Review: ‘Marvel’s What If…?’ explores what might have been in the MCU, and it’s great

Here’s a true story for you. When I was young, I collected comics. Not that uncommon, to be sure, especially among kids in the late 80s and early 90s who had heard stories about the adults who paid off their homes by hanging on to comics and baseball cards and other collectables. So I didn’t just collect comics; I collected comics.

I loved many characters and series, but the one I enjoyed most –the one that I was buying when no one else I know was– was a series by Marvel called “What if…?”, in which a toga-clad all-seeing cosmic being related stories of the Marvel universe I knew and loved but with a single change. Imagine the butterfly effect at work: a butterfly flaps its wings in China, you get rain in Stanley Park; Peggy Carter doesn’t go up to the observation room as Steve Rogers is headed toward the experiment that would make him Captain America, and instead, we end up with Captain Carter. I loved it. I still do. And now they’ve made an animated series out of it.

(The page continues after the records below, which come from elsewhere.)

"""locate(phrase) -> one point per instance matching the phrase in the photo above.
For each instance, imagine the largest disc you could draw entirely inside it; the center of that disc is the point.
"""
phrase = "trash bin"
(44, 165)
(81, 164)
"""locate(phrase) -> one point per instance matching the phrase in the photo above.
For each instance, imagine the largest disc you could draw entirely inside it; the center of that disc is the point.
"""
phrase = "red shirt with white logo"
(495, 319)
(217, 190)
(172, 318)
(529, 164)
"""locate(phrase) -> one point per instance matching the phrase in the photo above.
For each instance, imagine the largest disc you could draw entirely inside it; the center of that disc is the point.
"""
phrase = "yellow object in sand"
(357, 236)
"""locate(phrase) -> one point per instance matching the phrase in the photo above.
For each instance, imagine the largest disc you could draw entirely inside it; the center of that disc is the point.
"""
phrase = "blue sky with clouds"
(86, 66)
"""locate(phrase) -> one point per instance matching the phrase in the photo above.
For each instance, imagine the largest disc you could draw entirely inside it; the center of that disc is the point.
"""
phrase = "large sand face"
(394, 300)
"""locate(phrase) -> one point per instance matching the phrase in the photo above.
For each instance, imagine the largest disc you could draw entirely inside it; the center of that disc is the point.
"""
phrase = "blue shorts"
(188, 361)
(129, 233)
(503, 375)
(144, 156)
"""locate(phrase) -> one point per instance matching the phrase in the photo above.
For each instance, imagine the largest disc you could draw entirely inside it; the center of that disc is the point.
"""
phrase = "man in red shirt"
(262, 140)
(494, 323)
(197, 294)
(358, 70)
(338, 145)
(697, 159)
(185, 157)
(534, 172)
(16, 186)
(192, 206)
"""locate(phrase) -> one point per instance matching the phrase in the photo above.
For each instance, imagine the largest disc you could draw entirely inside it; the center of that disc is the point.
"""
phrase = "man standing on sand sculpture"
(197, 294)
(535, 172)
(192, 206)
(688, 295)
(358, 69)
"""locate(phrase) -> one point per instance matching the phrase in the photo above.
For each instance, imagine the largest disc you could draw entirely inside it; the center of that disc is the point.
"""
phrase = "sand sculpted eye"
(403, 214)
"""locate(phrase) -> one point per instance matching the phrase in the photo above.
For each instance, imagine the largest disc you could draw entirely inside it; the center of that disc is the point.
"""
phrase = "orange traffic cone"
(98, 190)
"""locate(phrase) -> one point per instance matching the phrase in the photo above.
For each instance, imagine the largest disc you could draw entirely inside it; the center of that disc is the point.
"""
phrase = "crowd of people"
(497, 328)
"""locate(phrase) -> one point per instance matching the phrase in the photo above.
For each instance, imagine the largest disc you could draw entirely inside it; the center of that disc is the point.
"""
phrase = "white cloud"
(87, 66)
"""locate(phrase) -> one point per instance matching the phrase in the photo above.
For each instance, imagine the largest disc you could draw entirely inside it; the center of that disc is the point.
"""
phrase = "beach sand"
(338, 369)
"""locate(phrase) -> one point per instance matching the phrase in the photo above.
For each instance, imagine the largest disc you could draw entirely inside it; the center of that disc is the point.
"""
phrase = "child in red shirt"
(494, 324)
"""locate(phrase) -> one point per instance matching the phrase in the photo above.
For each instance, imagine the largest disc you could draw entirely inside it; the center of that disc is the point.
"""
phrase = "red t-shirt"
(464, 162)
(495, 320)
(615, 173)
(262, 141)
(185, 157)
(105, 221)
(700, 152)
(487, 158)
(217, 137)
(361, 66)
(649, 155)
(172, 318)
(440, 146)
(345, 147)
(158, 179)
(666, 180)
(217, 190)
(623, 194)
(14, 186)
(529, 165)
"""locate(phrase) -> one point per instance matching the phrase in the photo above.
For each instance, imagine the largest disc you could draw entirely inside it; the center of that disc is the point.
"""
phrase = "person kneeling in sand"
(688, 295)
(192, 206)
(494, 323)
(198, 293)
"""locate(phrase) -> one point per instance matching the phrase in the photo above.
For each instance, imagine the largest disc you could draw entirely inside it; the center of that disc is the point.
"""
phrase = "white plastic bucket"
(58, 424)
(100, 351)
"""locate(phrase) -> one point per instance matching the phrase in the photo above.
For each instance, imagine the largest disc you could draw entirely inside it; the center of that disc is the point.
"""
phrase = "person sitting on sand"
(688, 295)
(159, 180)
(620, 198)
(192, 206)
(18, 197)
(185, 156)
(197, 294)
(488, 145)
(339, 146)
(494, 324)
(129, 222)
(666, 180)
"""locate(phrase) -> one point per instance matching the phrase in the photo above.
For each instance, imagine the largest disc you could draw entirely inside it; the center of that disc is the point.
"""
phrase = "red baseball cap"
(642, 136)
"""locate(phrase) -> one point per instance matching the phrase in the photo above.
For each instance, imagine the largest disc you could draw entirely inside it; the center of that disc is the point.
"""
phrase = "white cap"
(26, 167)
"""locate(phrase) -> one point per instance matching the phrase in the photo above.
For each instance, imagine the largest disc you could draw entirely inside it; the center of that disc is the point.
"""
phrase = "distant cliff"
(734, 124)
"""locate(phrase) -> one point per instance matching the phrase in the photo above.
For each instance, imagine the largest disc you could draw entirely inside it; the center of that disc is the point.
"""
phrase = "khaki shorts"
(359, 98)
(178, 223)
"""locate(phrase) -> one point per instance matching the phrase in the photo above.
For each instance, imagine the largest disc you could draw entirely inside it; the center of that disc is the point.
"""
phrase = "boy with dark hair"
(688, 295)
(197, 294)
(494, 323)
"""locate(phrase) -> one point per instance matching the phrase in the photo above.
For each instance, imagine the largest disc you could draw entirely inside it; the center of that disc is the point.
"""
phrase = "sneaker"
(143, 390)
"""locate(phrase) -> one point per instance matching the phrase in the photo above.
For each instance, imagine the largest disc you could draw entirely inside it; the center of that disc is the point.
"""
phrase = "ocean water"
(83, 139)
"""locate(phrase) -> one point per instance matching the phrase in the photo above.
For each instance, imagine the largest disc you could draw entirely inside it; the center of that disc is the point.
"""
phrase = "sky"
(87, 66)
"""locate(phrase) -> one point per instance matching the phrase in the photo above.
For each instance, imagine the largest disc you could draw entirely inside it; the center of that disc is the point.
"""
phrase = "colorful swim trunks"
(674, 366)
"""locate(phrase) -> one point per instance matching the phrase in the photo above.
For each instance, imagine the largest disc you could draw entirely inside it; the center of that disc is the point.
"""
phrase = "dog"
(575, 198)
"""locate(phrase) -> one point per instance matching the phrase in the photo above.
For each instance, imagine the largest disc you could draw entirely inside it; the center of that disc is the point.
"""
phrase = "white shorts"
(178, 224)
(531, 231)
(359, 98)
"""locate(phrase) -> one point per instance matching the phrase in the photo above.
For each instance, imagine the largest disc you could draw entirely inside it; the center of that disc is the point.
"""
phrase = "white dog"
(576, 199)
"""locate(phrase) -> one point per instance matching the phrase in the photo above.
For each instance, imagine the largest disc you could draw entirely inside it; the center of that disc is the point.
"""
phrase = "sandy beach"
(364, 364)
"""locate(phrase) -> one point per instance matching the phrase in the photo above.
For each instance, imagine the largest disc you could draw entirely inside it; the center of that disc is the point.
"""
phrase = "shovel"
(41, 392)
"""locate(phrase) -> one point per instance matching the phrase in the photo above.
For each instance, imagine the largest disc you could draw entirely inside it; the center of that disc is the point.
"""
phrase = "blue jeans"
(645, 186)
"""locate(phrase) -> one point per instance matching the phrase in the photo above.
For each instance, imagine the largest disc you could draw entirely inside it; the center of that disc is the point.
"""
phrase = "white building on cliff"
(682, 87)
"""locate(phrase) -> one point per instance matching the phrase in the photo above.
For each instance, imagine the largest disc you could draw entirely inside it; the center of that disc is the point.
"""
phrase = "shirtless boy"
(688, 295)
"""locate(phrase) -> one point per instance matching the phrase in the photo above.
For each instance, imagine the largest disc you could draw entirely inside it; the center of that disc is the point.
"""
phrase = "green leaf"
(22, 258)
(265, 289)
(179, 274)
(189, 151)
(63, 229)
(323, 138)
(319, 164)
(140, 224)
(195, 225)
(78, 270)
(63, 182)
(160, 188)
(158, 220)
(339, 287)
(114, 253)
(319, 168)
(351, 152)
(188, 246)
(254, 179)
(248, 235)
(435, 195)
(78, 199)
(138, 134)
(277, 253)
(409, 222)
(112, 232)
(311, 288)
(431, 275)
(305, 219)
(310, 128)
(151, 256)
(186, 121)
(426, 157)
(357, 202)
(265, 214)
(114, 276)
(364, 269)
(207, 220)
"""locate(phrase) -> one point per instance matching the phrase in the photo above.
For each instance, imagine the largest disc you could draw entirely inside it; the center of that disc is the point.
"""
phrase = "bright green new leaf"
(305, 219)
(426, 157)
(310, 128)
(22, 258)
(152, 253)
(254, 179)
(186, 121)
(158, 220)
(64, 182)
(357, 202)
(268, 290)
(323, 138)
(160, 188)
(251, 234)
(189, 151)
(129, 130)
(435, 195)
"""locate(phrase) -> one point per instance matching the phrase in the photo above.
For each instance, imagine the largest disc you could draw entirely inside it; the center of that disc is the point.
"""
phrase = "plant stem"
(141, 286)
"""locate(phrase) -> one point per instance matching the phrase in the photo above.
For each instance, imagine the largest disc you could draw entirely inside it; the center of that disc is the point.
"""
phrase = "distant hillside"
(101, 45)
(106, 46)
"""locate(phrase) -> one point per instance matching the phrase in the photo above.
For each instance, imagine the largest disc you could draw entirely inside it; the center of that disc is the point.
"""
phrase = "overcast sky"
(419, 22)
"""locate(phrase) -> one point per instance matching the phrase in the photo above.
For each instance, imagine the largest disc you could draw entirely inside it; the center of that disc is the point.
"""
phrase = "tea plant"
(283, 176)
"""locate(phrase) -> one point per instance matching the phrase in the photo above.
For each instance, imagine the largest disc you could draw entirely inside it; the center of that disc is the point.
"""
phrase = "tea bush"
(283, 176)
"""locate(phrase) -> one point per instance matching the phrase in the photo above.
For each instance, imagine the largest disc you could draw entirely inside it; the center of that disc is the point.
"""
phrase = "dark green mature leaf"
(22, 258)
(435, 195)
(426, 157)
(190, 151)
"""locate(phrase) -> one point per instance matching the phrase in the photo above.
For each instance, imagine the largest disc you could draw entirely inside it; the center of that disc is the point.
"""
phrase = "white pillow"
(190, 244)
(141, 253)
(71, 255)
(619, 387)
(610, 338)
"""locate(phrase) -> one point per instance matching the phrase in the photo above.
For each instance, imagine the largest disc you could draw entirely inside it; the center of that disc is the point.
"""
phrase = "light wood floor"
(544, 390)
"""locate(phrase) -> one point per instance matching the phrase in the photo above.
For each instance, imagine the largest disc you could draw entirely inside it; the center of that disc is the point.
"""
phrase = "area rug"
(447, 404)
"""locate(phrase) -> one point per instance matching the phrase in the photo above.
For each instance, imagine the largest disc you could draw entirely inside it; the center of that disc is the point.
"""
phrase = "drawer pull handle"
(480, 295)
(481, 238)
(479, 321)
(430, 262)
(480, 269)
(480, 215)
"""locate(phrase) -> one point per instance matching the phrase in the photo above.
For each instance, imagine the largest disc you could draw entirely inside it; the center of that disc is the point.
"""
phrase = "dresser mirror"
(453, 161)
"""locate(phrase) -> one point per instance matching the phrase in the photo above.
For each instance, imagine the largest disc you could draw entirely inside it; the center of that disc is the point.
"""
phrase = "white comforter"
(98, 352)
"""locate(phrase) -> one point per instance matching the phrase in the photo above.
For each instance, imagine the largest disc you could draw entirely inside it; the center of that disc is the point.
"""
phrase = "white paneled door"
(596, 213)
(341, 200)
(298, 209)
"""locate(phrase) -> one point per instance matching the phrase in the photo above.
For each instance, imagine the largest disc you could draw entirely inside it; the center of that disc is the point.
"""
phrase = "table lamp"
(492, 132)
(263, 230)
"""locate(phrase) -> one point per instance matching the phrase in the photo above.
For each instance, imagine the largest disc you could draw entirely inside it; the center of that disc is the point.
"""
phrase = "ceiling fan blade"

The series is exactly the premise I outlined above but set around the characters we’ve come to know and love from the Marvel Cinematic Universe. Each episode, about a half-hour long each, tells a complete story, and the first three are great, great, and pretty good!

First is the story I outlined above, as well. Peggy Carter stays by Steve’s side, and the result is that she ends up the super-soldier instead of him. The second outlines what might have happened if Yondu has picked up T’Challa instead of Peter Quill, and the third is centred around the week in which Iron Man 2, The Incredible Hulk, and Thor all take place, but someone or something is killing them off before they can be recruited and become The Avengers we know and love.

Of these three episodes, the third is the weakest –the payoff isn’t really set up to well– but none of them is bad, and all of them feature voice performances by the actors you already know as the characters. The voice performances are a little hit or miss, in some cases because the actor isn’t that great at voice acting, and in others, it’s not the actor you were expecting, but the ones that work really work. I, personally, wasn’t quite prepared to hear Chadwick Boseman again in the T’Challa centred episode –his loss is one that I think most of us really felt– but his performance is good, and there’s a lovely dedication to him.

As the super-soldier Captain Carter, Hayley Atwell also reminds us that we need more Agent Carter content in our lives. Jeffery Wright, who plays Uatu the Watcher, the aforementioned toga-clad all-seeing being, has the perfect voice for a character like this. Honestly, I hope we get to see him play the character in person one day.

At one point during the marketing campaign, I became worried that this series wouldn’t be a true anthology, that there would be some through-line of Doctor Strange or another character visiting these alternate worlds. While I’m excited at the possibilities each episode creates, an anthology is exactly what I want from this series, and I am glad that’s what they have given us.

All in all, What If…? promises to be something unique and special among the Marvel Cinematic Universe franchises. My main actual complaint about the series is that at a half-hour each, the stories don’t feel as fleshed out as they could. However, as each episode is only really meant to be a glimpse into other possibilities, I’ll just have to enjoy what we got.

Other Thoughts:

  • The animation is quite pretty. I did the cell shaded style.
  • I’ll be curous to see which character whose actor did not return sticks out the most to different people.
  • I’ve said this before but I would like to see more weird Asgardian tech, please. Flying space canoes with machine guns and the like.
  • The trailer had clips from an episode with Killmonger and Iron Man, and a Marvel Zombies story. I can’t wait for those two.
Rating: 3/5

Marvel’s What If…? premieres on Disney+ tomorrow, August 11th, with new episodes following weekly. The first season will feature nine episodes.